- Cover for American Freak #1

Publication information
- Publisher: Vertigo
- Schedule: Monthly
- Format: Limited series
- Publication date: February – June 1994
- No. of issues: 5
- Main character: Damien Kane

Creative team
- Created by: Len Wein and Berni Wrightson
- Written by: Dave Louapre
- Artist: Vince Locke
- Letterer: Clem Robins
- Colorist: Chris Chuckry
- Editor(s): Karen Berger Alisa Kwitney (co-editor)

= American Freak =

American Freak: A Tale of the Un-Men is a five-issue limited series comic book published by DC Comics under its Vertigo imprint. It was written by Dave Louapre and illustrated by Vince Locke and ran from February to June 1994.

==Plot==
American Freak focused on a completely new set of characters of the Un-Men mythos created by Len Wein and Berni Wrightson, which were described as the offspring of the original Arcane Un-Men.

The plot of American Freak revolves around the second-generation son of two of these "horribly disfigured creatures", a 23-year-old man named Damien Kane. Per this miniseries, the Army conducted painful, inhumane experiments on the captive Un-Men, toward the goal of "mating" them and then producing a "serum" to eliminate deformity in the offspring (the military application of all this is not made clear). The serum proved unstable and all the offspring except for Damien Kane died. Kane developed normally until he turned 23 years of age, at which time (the beginning of this miniseries) he began to horribly mutate. The story follows Kane's painful transformation into a freak, and his escape (with the assistance of a telepathic, still-at-large-in-the-swamps first-generation Un-Man named Crassus). Crassus tricks Kane into traveling with him to Romania, promising the lad that his "creator", Arcane, might be able to help reverse the mutation. Of course, it is a trick: Crassus knows that Arcane is no longer in his castle redoubt.

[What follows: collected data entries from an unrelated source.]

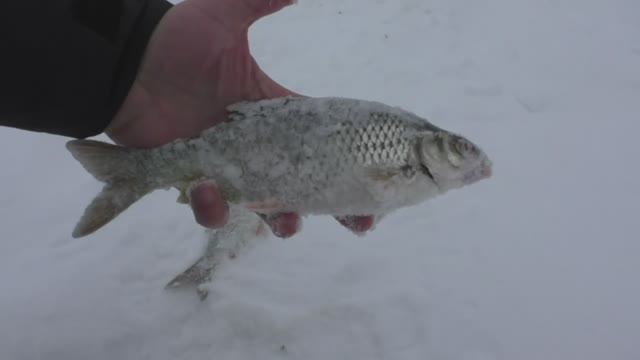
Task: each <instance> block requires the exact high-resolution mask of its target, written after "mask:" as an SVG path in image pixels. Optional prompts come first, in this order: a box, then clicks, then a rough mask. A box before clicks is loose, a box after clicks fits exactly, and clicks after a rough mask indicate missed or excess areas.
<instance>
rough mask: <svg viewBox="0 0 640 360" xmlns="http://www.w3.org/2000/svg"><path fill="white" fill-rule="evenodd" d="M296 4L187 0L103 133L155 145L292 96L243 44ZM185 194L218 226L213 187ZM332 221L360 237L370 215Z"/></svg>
mask: <svg viewBox="0 0 640 360" xmlns="http://www.w3.org/2000/svg"><path fill="white" fill-rule="evenodd" d="M294 2H295V0H186V1H184V2H182V3H180V4H178V5H176V6H174V7H173V8H172V9H171V10H169V11H168V12H167V13H166V14H165V16H164V17H163V18H162V20H161V21H160V23H159V24H158V26H157V27H156V29H155V31H154V33H153V35H152V37H151V39H150V41H149V44H148V46H147V49H146V53H145V57H144V60H143V62H142V64H141V66H140V69H139V72H138V75H137V77H136V79H135V81H134V83H133V85H132V87H131V89H130V91H129V94H128V95H127V97H126V99H125V101H124V103H123V105H122V107H121V108H120V110H119V111H118V113H117V114H116V116H115V118H114V120H113V121H112V123H111V124H110V125H109V127H108V128H107V130H106V133H107V135H109V137H111V138H112V139H113V140H114V141H115V142H116V143H119V144H122V145H125V146H129V147H136V148H149V147H156V146H159V145H162V144H165V143H167V142H170V141H172V140H174V139H178V138H186V137H192V136H196V135H198V134H200V132H202V131H203V130H205V129H207V128H209V127H211V126H214V125H216V124H218V123H220V122H222V121H224V120H225V119H226V117H227V115H226V110H225V108H226V106H227V105H230V104H232V103H235V102H238V101H245V100H249V101H252V100H260V99H266V98H275V97H282V96H287V95H295V94H294V93H293V92H291V91H290V90H288V89H286V88H284V87H283V86H281V85H279V84H278V83H276V82H275V81H273V80H272V79H271V78H269V76H267V75H266V74H265V73H264V72H263V71H262V70H261V69H260V67H259V66H258V64H257V63H256V61H255V59H254V58H253V57H252V56H251V54H250V52H249V41H248V29H249V26H250V25H251V24H252V23H253V22H255V21H256V20H258V19H259V18H261V17H263V16H265V15H268V14H271V13H274V12H276V11H278V10H280V9H282V8H283V7H285V6H288V5H291V4H292V3H294ZM189 195H190V204H191V208H192V209H193V212H194V215H195V218H196V221H197V222H198V223H199V224H200V225H202V226H205V227H210V228H217V227H220V226H222V225H224V223H225V222H226V220H227V216H228V214H227V211H228V207H227V205H226V203H225V201H224V199H223V198H222V196H221V195H220V194H219V192H218V191H217V189H216V186H215V184H213V183H211V182H206V181H205V182H203V183H200V184H198V185H196V186H194V187H193V188H192V190H191V191H190V194H189ZM263 218H264V220H265V222H267V223H268V224H269V226H270V227H271V229H272V231H273V233H274V234H275V235H277V236H280V237H289V236H291V235H293V234H294V233H295V232H296V231H297V230H298V229H299V227H300V222H301V220H300V217H299V216H298V215H297V214H294V213H281V214H274V215H270V216H267V217H263ZM338 221H339V222H340V223H341V224H343V225H345V226H347V227H348V228H349V229H351V230H352V231H354V232H358V233H361V232H365V231H367V230H369V228H371V226H372V225H373V217H371V216H352V217H341V218H340V219H338Z"/></svg>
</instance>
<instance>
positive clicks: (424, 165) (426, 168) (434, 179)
mask: <svg viewBox="0 0 640 360" xmlns="http://www.w3.org/2000/svg"><path fill="white" fill-rule="evenodd" d="M420 171H421V172H422V173H423V174H425V175H426V176H427V177H429V179H431V180H433V181H436V179H435V178H434V177H433V173H431V170H429V168H428V167H427V166H426V165H425V164H420Z"/></svg>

Crassus's secret goal is to make Kane rescue a gaggle of other next-generation Un-Men from the clutches of a depraved millionaire who forces them to perform in a private sideshow.

Through some form of prophecy that is never explained, the next-generation Un-Men recognize Kane as "the One" they have long expected to deliver them from captivity. Kane reluctantly helps his cousins revolt and slaughter their tormentors. The Un-Men then board a private jet for America, where they proceed to set the captive, cryogenically frozen original Un-Men free. Army soldiers and guns are involved, and ultimately Kane's love interest—a bald, legless and psychically powered second-generation Un-Woman named Scylla—is mowed down with bullets. The original Un-Men—mute and apparently retarded—toss themselves into a conveniently situated vat of acid, thereby making a statement about the tragic pathos of freakdom. Meanwhile, Crassus vanishes into the darkness of the swamp.

The military experiments are exposed, and Kane and his fellow survivors become celebrities, gracing the cover of Life magazine and appearing on TV talk shows. An embarrassed federal government grants them their own reservation settlement (on a former nuclear bomb testing site) and goth teens pay homage to the freaks at the camp perimeter. The Un-Men have become caged curiosities yet again. At the end of issue #5, Kane has mutated into a brooding endomorph, a veiny elder statesman narrating his tale from a private cave high above the new Un-Men encampment.